After the job is submitted successfully, the JOB ID and JOB GROUP ID will be output.

![bohrium submit](bohrium_submit.png#pic_center)

## Check job status

After successfully submitting the job, you can view the progress and related logs of the submitted jobs on the `Jobs` page.

![bohrium status](bohrium_status.png)

## Terminate and delete jobs

You can choose between `terminate` and `delete` operations.

- Terminate: To end running jobs/job groups in advance, save the generated result files, and the status of the terminated jobs will be changed to "completed".

- Delete: To end running jobs/job groups, the status of the jobs will be changed to "failed". Job result files will be deleted, and the jobs/job groups disappear from the list. The delete operation cannot be undone.

The Jobs page provides buttons to end jobs and job groups

![bohrium group](bohrium_group.png)

![bohrium job](bohrium_job.png)

You can also use the Lebesgue Utility tool to end jobs

```bash
lbg jobgroup terminate <JOB GROUP ID>
```

```bash
lbg job terminate <JOB ID>
```

```bash
lbg jobgroup rm <JOB GROUP ID>
```

```bash
lbg job rm <JOB ID>
```

## Download Results

After the calculation is completed, you can download the results on the `Jobs` page, or save them to the data disk.

![bohrium download](bohrium_download.png)

You can also download it using the commands of Lebesgue Utility

```bash
lbg job download <JOB ID>
```

or

```bash
lbg jobgroup download <JOB GROUP ID>
```

# Running MD in Nvnmd website

After CNN and QNN training, you can upload the ML model to our online NVNMD system and run MD there.

## Account application

The server website of NVNMD is available at http://nvnmd.picp.vip. You can visit the URL and enter the login interface.

![login interface](./figure_1.png)

To obtain an account, please send your application to the email (jie_liu@hnu.edu.cn, liujie@uw.edu). The username and password will be sent to you by email.

## Adding task

After successfully obtaining the account, enter the username and password in the login interface, and click "Login" to enter the homepage.

![homepage](./figure_2.png)

The homepage displays the remaining calculation time and all calculation records not deleted. Click `Add a new task` to enter the interface for adding a new task.

![add task](./figure_3.png)

- Task name: name of the task
- Upload mode: two modes of uploading results to online data storage, including `Manual upload` and `Automatic upload`. Results need to be uploaded manually to online data storage with `Manual upload` mode and will be uploaded automatically with `Automatic upload` mode.
- Input script: input file of the MD simulation.

In the input script, one needs to specify the pair style as follows

```lammps
pair_style nvnmd model.pb
pair_coeff * *
```

- Model file: the ML model named `model.pb` obtained by QNN training.
- Data files: data files containing the information required for running an MD simulation (e.g., `coord.lmp` containing initial atom coordinates).
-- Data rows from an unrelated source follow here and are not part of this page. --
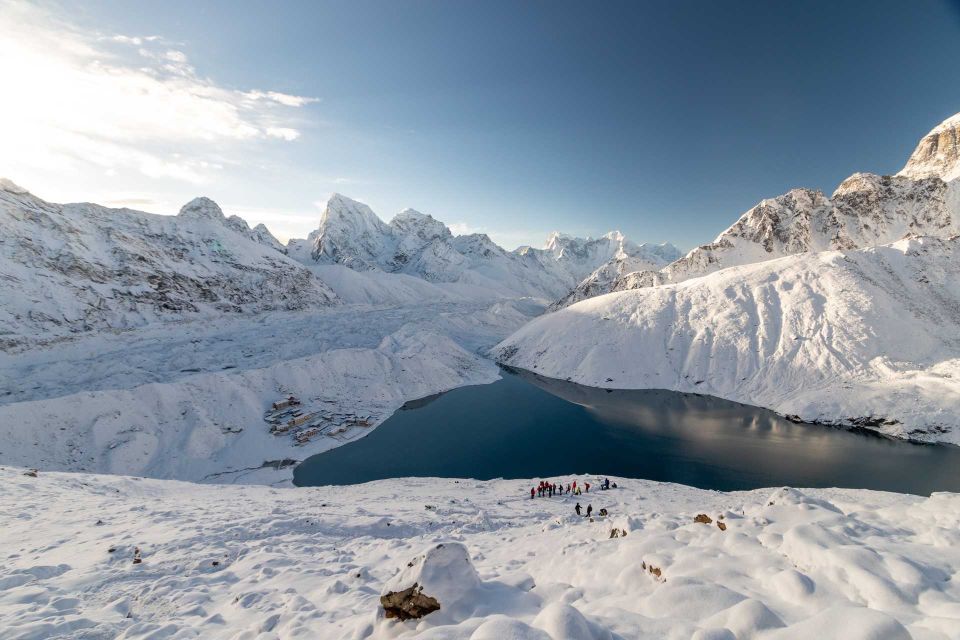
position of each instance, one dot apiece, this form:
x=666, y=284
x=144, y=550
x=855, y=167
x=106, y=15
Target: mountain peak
x=938, y=154
x=202, y=209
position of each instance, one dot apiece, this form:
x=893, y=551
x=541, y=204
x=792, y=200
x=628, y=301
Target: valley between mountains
x=153, y=345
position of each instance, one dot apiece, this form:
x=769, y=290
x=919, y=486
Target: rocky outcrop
x=441, y=577
x=417, y=244
x=73, y=268
x=408, y=604
x=938, y=154
x=865, y=210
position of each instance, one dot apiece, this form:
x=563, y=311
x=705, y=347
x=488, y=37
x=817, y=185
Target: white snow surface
x=352, y=235
x=82, y=268
x=863, y=337
x=938, y=153
x=237, y=562
x=866, y=210
x=186, y=400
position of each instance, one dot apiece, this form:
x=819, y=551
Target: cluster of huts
x=287, y=416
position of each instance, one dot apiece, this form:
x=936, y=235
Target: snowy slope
x=855, y=337
x=938, y=154
x=416, y=244
x=254, y=562
x=630, y=258
x=865, y=210
x=77, y=268
x=187, y=400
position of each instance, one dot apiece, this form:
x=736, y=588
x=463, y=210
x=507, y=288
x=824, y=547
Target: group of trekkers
x=549, y=489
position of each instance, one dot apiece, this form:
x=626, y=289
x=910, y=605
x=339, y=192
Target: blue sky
x=664, y=120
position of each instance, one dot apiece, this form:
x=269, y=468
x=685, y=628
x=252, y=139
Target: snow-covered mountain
x=73, y=268
x=938, y=154
x=865, y=337
x=629, y=258
x=413, y=243
x=865, y=210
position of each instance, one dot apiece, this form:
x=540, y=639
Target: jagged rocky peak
x=781, y=224
x=202, y=208
x=422, y=225
x=341, y=209
x=938, y=154
x=350, y=233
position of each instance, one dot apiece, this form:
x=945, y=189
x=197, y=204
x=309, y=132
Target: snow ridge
x=417, y=244
x=866, y=337
x=865, y=210
x=75, y=268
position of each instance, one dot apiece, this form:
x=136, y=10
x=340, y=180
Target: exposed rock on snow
x=630, y=258
x=239, y=561
x=416, y=244
x=77, y=268
x=938, y=154
x=441, y=576
x=865, y=210
x=864, y=337
x=187, y=400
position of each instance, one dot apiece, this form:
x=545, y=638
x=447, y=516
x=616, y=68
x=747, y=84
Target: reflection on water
x=527, y=426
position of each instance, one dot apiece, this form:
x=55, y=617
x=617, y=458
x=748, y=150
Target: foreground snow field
x=867, y=337
x=255, y=562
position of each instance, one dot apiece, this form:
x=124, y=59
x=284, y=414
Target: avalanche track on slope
x=253, y=562
x=867, y=337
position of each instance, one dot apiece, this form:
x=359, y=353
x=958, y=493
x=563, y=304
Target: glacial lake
x=527, y=426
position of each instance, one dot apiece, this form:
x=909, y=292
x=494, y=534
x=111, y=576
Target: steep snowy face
x=351, y=234
x=868, y=336
x=938, y=154
x=74, y=268
x=202, y=209
x=579, y=257
x=865, y=210
x=630, y=258
x=417, y=244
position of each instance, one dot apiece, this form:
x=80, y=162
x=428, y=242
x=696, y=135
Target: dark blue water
x=527, y=426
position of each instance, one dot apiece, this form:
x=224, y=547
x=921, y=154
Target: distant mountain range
x=76, y=268
x=844, y=310
x=865, y=210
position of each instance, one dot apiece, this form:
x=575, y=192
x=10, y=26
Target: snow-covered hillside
x=80, y=268
x=865, y=210
x=187, y=400
x=629, y=258
x=413, y=243
x=938, y=154
x=863, y=337
x=104, y=557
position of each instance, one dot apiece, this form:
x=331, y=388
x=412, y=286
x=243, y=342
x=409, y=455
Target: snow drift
x=238, y=562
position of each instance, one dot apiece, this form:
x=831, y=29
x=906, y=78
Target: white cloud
x=76, y=101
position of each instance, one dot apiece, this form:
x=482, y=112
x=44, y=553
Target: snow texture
x=413, y=243
x=865, y=210
x=246, y=561
x=866, y=337
x=80, y=268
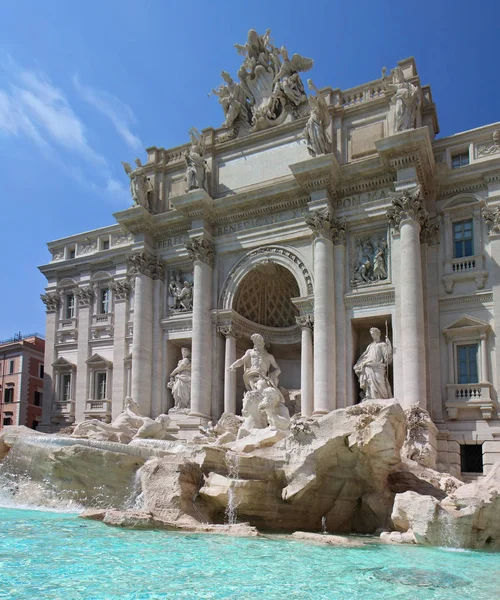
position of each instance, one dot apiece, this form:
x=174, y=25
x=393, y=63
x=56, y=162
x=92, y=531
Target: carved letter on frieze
x=85, y=296
x=492, y=218
x=407, y=205
x=306, y=321
x=52, y=301
x=121, y=290
x=201, y=249
x=145, y=263
x=323, y=224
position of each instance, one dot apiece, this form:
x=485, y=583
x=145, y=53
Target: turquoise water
x=58, y=556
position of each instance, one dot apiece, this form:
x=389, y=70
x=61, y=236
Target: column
x=305, y=322
x=158, y=378
x=142, y=265
x=201, y=252
x=229, y=376
x=85, y=297
x=484, y=359
x=408, y=215
x=340, y=320
x=121, y=291
x=324, y=228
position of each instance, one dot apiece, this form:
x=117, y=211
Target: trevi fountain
x=275, y=459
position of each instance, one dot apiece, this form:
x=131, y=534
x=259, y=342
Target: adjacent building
x=21, y=380
x=310, y=220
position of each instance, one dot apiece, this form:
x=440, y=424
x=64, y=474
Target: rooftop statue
x=269, y=88
x=315, y=132
x=406, y=99
x=196, y=166
x=141, y=186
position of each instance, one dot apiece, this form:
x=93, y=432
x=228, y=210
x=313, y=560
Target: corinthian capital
x=200, y=249
x=145, y=263
x=407, y=205
x=492, y=218
x=52, y=301
x=323, y=224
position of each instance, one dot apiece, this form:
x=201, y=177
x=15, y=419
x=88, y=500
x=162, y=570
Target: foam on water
x=53, y=555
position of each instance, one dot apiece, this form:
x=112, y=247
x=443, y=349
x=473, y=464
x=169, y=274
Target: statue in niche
x=180, y=383
x=263, y=402
x=233, y=100
x=406, y=99
x=371, y=368
x=371, y=261
x=196, y=166
x=180, y=294
x=141, y=186
x=315, y=132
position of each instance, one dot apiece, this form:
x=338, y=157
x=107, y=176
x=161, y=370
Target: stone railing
x=361, y=94
x=98, y=407
x=63, y=407
x=460, y=396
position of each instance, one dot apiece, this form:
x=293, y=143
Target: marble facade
x=309, y=249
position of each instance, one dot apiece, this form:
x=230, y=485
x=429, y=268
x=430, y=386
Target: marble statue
x=371, y=368
x=263, y=402
x=180, y=383
x=257, y=363
x=180, y=294
x=288, y=80
x=196, y=167
x=406, y=99
x=141, y=186
x=233, y=100
x=370, y=260
x=315, y=132
x=269, y=88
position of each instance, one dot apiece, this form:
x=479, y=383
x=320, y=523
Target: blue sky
x=85, y=85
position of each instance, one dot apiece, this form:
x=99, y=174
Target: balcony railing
x=466, y=396
x=63, y=407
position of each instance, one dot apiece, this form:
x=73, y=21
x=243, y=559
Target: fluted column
x=229, y=376
x=305, y=322
x=121, y=291
x=85, y=297
x=201, y=252
x=324, y=229
x=407, y=215
x=145, y=268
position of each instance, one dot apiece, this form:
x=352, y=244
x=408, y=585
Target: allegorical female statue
x=371, y=368
x=180, y=382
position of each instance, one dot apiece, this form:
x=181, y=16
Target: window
x=462, y=239
x=65, y=392
x=467, y=364
x=460, y=160
x=471, y=458
x=101, y=386
x=105, y=301
x=70, y=306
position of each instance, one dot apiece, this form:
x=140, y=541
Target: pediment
x=97, y=360
x=465, y=325
x=62, y=362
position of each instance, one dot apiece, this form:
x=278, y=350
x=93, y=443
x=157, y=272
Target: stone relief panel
x=180, y=291
x=370, y=258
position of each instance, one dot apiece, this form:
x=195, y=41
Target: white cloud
x=119, y=113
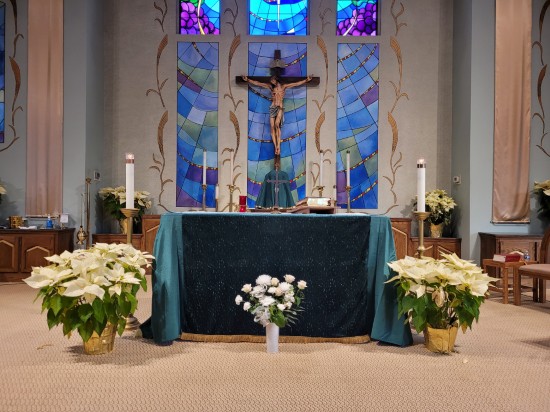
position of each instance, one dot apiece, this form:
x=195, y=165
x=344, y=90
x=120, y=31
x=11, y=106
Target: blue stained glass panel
x=357, y=124
x=261, y=152
x=197, y=123
x=357, y=18
x=278, y=17
x=199, y=17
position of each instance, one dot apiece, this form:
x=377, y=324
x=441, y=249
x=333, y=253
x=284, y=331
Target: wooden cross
x=277, y=182
x=277, y=69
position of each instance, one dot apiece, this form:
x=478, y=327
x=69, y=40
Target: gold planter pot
x=440, y=340
x=436, y=230
x=101, y=344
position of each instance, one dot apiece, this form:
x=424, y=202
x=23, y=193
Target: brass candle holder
x=131, y=321
x=231, y=190
x=203, y=208
x=348, y=191
x=421, y=217
x=320, y=190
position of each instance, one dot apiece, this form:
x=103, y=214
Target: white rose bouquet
x=273, y=301
x=439, y=293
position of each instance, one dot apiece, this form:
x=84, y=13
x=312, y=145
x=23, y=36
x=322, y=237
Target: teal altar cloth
x=204, y=259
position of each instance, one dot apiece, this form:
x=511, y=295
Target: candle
x=348, y=169
x=321, y=154
x=129, y=180
x=204, y=167
x=231, y=167
x=421, y=185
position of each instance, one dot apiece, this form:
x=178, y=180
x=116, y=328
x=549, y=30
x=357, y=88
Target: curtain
x=512, y=111
x=45, y=107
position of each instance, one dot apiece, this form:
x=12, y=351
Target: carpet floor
x=503, y=364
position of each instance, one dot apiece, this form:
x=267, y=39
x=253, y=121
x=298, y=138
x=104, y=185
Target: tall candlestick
x=204, y=167
x=129, y=180
x=348, y=169
x=421, y=185
x=231, y=167
x=321, y=155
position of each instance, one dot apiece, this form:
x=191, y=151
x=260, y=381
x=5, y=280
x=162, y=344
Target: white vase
x=272, y=338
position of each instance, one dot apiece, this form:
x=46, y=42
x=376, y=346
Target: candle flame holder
x=348, y=192
x=421, y=217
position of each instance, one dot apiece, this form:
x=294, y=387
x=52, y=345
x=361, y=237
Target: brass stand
x=231, y=190
x=131, y=322
x=203, y=198
x=421, y=216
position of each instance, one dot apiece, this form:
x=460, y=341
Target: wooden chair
x=540, y=272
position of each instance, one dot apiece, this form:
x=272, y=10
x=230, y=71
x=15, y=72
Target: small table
x=503, y=270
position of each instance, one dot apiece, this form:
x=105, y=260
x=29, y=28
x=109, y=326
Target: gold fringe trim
x=193, y=337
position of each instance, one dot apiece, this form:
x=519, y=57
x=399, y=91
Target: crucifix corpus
x=278, y=86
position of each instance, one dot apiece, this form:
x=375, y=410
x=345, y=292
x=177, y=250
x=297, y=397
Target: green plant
x=542, y=190
x=440, y=206
x=439, y=293
x=272, y=301
x=85, y=289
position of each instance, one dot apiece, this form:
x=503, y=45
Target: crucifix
x=276, y=182
x=278, y=86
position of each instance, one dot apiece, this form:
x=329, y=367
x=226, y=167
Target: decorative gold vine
x=542, y=74
x=321, y=119
x=160, y=163
x=232, y=152
x=17, y=76
x=395, y=164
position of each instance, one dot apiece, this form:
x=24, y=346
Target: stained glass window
x=261, y=152
x=357, y=124
x=197, y=123
x=357, y=18
x=199, y=16
x=2, y=68
x=278, y=17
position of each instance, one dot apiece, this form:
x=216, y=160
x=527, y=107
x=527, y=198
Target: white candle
x=421, y=185
x=348, y=169
x=321, y=154
x=204, y=167
x=231, y=167
x=129, y=180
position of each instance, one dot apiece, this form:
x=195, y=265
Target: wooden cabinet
x=435, y=246
x=502, y=243
x=117, y=238
x=20, y=250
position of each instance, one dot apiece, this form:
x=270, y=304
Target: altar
x=203, y=259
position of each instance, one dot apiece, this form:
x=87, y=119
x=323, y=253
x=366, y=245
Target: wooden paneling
x=20, y=250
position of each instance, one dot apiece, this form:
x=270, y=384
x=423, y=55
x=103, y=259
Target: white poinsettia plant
x=86, y=289
x=440, y=205
x=273, y=301
x=2, y=192
x=439, y=293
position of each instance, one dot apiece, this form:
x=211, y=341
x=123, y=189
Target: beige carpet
x=502, y=365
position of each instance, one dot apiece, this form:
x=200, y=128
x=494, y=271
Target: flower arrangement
x=439, y=293
x=272, y=301
x=542, y=189
x=2, y=192
x=440, y=205
x=86, y=289
x=114, y=199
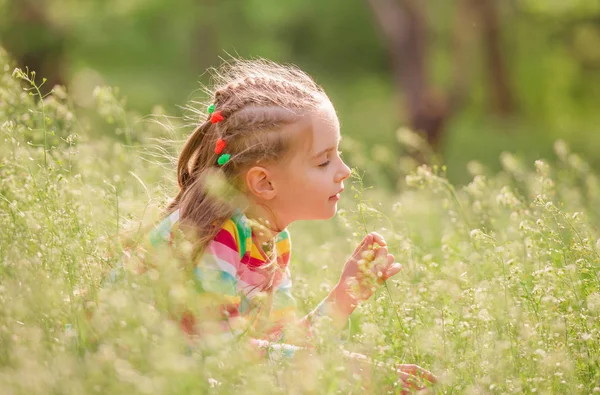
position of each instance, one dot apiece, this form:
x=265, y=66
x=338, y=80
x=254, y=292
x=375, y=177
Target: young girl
x=266, y=156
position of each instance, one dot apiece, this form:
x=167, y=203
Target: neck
x=265, y=220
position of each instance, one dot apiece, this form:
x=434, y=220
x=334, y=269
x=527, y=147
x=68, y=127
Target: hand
x=369, y=266
x=412, y=377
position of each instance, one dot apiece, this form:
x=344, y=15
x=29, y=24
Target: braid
x=255, y=100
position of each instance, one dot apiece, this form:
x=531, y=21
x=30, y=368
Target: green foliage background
x=499, y=292
x=157, y=52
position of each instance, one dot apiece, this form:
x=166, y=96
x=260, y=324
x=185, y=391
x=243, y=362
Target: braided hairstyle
x=257, y=99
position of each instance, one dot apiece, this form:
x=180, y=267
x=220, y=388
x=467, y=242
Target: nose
x=343, y=173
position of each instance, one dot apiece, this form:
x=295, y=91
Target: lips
x=337, y=195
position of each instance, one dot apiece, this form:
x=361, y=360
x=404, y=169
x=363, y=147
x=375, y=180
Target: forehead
x=319, y=130
x=325, y=128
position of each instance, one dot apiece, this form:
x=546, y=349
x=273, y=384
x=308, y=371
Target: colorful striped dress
x=233, y=271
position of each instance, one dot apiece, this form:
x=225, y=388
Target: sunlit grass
x=500, y=291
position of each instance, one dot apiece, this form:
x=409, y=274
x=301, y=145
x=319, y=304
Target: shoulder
x=235, y=233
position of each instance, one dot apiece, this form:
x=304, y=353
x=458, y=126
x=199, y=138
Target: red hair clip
x=216, y=117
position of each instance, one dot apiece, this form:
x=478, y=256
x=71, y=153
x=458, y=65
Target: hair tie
x=223, y=159
x=219, y=146
x=216, y=117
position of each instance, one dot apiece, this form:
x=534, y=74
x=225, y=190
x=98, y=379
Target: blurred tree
x=405, y=28
x=33, y=39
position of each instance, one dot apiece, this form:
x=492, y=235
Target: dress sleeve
x=216, y=277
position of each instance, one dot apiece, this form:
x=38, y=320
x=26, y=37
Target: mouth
x=337, y=195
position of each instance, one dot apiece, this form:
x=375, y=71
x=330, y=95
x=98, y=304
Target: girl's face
x=309, y=184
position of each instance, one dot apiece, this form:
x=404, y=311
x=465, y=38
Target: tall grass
x=500, y=291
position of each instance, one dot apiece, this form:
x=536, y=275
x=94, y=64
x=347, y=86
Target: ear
x=259, y=183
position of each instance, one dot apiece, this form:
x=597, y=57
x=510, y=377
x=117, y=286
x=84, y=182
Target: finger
x=417, y=371
x=392, y=270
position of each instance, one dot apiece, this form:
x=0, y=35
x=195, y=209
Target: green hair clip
x=223, y=159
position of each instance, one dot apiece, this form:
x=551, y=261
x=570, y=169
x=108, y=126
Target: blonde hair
x=257, y=99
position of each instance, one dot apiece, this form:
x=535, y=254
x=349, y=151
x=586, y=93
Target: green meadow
x=499, y=292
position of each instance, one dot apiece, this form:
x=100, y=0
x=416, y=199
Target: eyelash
x=328, y=161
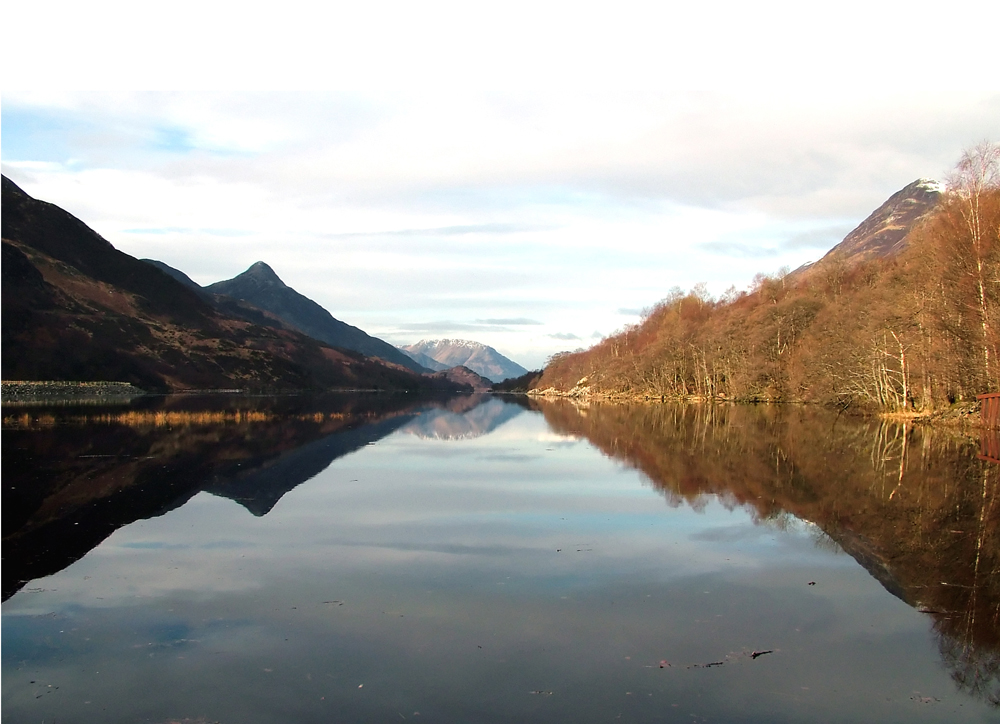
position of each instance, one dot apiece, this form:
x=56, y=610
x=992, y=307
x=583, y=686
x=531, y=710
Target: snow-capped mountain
x=479, y=358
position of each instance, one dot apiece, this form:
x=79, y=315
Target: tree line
x=917, y=330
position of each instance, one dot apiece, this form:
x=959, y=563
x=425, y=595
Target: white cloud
x=396, y=210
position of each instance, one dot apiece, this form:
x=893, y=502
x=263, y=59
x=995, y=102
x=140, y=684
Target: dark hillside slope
x=76, y=308
x=885, y=231
x=261, y=287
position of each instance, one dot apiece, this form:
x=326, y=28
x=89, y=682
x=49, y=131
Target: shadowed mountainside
x=76, y=308
x=262, y=288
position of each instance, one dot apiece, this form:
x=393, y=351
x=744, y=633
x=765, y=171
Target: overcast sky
x=502, y=188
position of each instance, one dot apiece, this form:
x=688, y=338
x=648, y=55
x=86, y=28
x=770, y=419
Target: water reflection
x=73, y=474
x=913, y=505
x=366, y=558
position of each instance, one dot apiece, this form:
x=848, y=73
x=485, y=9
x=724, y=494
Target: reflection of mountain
x=460, y=424
x=68, y=487
x=914, y=507
x=258, y=490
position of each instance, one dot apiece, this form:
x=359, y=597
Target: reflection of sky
x=454, y=578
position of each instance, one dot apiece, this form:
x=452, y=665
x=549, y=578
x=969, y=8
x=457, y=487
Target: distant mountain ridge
x=480, y=358
x=885, y=231
x=75, y=308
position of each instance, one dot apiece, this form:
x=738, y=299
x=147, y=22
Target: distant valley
x=76, y=308
x=484, y=360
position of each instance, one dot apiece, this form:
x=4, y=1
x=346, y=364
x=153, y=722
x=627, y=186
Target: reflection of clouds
x=481, y=420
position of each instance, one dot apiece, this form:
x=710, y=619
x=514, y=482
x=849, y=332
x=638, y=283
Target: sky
x=531, y=179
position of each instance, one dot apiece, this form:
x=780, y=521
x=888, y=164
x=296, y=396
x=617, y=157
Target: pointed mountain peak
x=262, y=274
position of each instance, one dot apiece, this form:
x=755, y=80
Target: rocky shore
x=30, y=391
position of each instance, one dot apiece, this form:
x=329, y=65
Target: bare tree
x=977, y=173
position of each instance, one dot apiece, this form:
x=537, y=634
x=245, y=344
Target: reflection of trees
x=913, y=505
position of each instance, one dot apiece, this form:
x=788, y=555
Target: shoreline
x=964, y=415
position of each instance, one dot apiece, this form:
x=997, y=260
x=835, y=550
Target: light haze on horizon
x=534, y=220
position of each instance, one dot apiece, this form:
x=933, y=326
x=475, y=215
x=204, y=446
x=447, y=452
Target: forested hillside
x=912, y=329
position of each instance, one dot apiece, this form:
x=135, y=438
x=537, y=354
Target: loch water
x=380, y=558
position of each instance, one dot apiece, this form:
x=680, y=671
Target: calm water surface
x=474, y=560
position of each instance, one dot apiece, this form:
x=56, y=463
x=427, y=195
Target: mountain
x=76, y=308
x=422, y=359
x=897, y=317
x=885, y=231
x=179, y=276
x=261, y=287
x=479, y=358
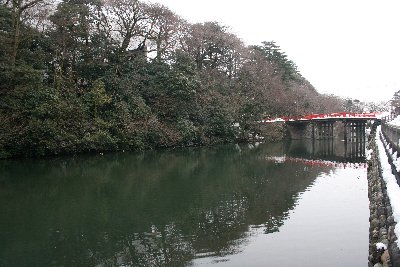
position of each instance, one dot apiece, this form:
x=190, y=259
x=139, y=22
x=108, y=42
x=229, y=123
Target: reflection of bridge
x=318, y=162
x=322, y=126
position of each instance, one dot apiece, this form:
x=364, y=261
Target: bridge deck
x=326, y=117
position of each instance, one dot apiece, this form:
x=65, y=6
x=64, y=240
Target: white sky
x=349, y=48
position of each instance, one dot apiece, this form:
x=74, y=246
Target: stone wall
x=383, y=250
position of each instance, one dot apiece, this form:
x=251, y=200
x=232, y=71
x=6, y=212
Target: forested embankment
x=85, y=76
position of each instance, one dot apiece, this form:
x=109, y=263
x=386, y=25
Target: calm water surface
x=268, y=205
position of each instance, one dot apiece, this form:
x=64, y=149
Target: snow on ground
x=393, y=189
x=395, y=122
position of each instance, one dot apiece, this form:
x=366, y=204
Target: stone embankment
x=383, y=250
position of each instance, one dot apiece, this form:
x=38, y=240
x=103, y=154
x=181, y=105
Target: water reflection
x=149, y=209
x=329, y=149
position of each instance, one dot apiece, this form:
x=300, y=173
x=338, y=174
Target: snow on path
x=393, y=189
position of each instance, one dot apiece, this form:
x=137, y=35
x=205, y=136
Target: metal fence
x=392, y=134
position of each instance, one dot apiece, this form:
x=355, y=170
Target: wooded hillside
x=92, y=75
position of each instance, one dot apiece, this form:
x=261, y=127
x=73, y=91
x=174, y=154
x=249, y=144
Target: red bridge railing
x=343, y=115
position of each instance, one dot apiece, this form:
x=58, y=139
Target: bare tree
x=18, y=10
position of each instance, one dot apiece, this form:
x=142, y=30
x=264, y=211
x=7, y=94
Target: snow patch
x=393, y=189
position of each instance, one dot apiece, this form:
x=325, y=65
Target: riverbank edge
x=382, y=224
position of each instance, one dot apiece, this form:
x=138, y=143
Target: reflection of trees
x=152, y=209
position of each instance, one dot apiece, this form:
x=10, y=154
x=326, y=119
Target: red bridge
x=321, y=126
x=327, y=117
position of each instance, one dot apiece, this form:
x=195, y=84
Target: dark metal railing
x=392, y=134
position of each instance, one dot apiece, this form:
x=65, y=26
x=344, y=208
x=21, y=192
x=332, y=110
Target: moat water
x=282, y=204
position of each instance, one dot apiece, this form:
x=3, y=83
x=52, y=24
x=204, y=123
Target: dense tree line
x=98, y=75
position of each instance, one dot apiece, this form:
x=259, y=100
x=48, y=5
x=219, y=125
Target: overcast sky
x=349, y=48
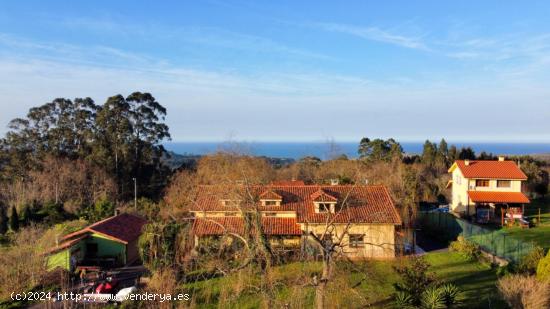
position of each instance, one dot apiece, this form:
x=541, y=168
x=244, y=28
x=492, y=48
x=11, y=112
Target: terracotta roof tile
x=270, y=195
x=490, y=169
x=219, y=226
x=288, y=183
x=358, y=204
x=322, y=196
x=497, y=197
Next, you can click `Submit` to submit the task and then automatically return to the homepage.

![record](./figure_4.png "The homepage with a new record")

Then, click `Refresh` to view the latest status of all calculation tasks.

## Cancelling calculation

For the task whose calculation status is `Pending` and `Running`, you can click the corresponding `Cancel` on the homepage to stop the calculation.

![cancelled task](./figure_5.png "The homepage with a cancelled task")

## Downloading results

For the task whose calculation status is `Completed`, `Failed` and `Cancelled`, you can click the corresponding `Package` or `Separate files` in the `Download results` bar on the homepage to download results.

Click `Package` to download a zipped package of all files including input files and output results.

![download zipped package](./figure_6.png)

Click `Separate files` to download the required separate files.

![download separate files](./figure_7.png "The interface for downloading separate files")

If `Manual upload` mode is selected or the file has expired, click `Upload` on the download interface to upload manually.

## Deleting record

For the task no longer needed, you can click the corresponding `Delete` on the homepage to delete the record.

Records cannot be retrieved after deletion.

## Clearing records

Click `Clear calculation records` on the homepage to clear all records.

Records cannot be retrieved after clearing.